The clouds seem to have lifted and the organiser announces that we’ll start with the 30 min delay factored in to start times. Right then, onto the turbo to warm up, grab a couple of gels, pop the overshoes on and off to the start. I’d been careful to make a route from the HQ to the start point. It’s 3.5 miles. I don’t want to get lost. However, when we swing out of the car park, Richard’s path is totally at odds with the route on my head unit. He’s following other racers, so no problem. Except time is ticking down towards our start time and my route says we are miles (yes, miles) from the start. I have a total mini melt down and order Mr May to halt. It seems I've loaded the wrong route on my computer and it's guiding us to the E9/25 in Chelmsford. Today we are racing the F2A/25 which is near Cambridge. Oops. Not even the same county. Knowing what has happened I am able to stop freaking out, especially as the start is visible and just 200m down the road.

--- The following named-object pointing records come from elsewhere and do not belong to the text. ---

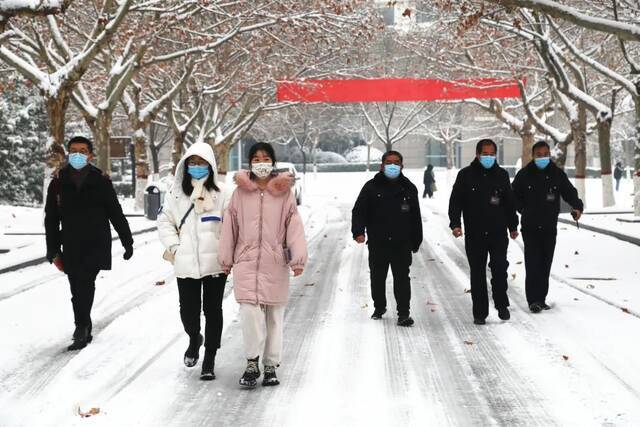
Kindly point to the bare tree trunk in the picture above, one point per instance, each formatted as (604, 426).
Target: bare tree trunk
(450, 153)
(139, 140)
(580, 147)
(604, 143)
(103, 141)
(636, 155)
(528, 139)
(221, 152)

We haven’t ridden the F2A/25. It’s meant to be PDQ (pretty darn quick). And it’s not a complicated route. Go west to a roundabout, come back to the start, repeat, done. Even with our recent track record of accidentally ending up on a motorway, we’re confident of at least finishing this one. Boom, we’re off and quickly up to an average speed of 27mph. 27.8 at the roundabout. Cripes, this is PB territory. It’s really flat. That’s great, but it means there’s no rest going downhill, just a moment to catch our breath at the turn points. We have to give way at the first roundabout, which sucks our pace a bit, but there no repeat when we do it the second time.
We overtook the senior pair, Kirton and Stockley, at about 6 miles, but don’t see hide nor hair of the other two pairs. It’s not exactly warm, but I’m sweating buckets trying to keep my power up and so relieved when we reach the finish. I guess I was in the “if you’re not sure if you can carry on” zone that Chris Boardman says is about right for time trialling. The other two Boardman zones are “I can’t go on like this” and “I think I could go harder.” I gave it everything and I’ve rarely been happier to snap the stop button and the finish and check the time.

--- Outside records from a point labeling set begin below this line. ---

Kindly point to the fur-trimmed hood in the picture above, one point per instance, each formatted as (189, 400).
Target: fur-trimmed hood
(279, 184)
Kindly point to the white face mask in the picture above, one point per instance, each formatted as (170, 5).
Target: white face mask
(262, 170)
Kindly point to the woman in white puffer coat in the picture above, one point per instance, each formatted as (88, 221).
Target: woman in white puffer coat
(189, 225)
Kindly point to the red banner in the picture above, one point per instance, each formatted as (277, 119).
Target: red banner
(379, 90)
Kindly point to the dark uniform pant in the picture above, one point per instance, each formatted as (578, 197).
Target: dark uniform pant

Our official time was 54 minutes and 53 seconds. A PB and a huge improvement on our previous best of 56:13. It's also a club record. Richard was thinking that sub-55 would be a good 2023 target. Think again, buddy. Back at HQ we check the other teams’ times helpfully projected on a big screen. We are the fastest machine by some way. The gap to our nearest rivals, the Hutchisons, is 1:18. A bit more than the single second earlier in the season. But wait. Have we won? Like VAR, we have to wait and check.
The VTTA Championships are handicap events, using VTTA Standards. Standard times that a man or woman is rated against for their age. This means mixed tandem pairs can compete against single sex pairs and all ages get a fair crack at it. It doesn’t feel fair as the adjustment (based on the time difference to your standard time) means that we’ve gone from being the fastest machine to the slowest. And the senior pair, although the slowest, are now the fastest. I’m not one for scripture, but the first shall be last and the last shall be first spins around my head for a while.
Many congratulations to Kirton and Stockley. They actually put in a time of 1:02:53, which is pretty astonishing for octogenarians. I’d be pretty astonished just to be racing in my eighties. Something for us all to aspire to.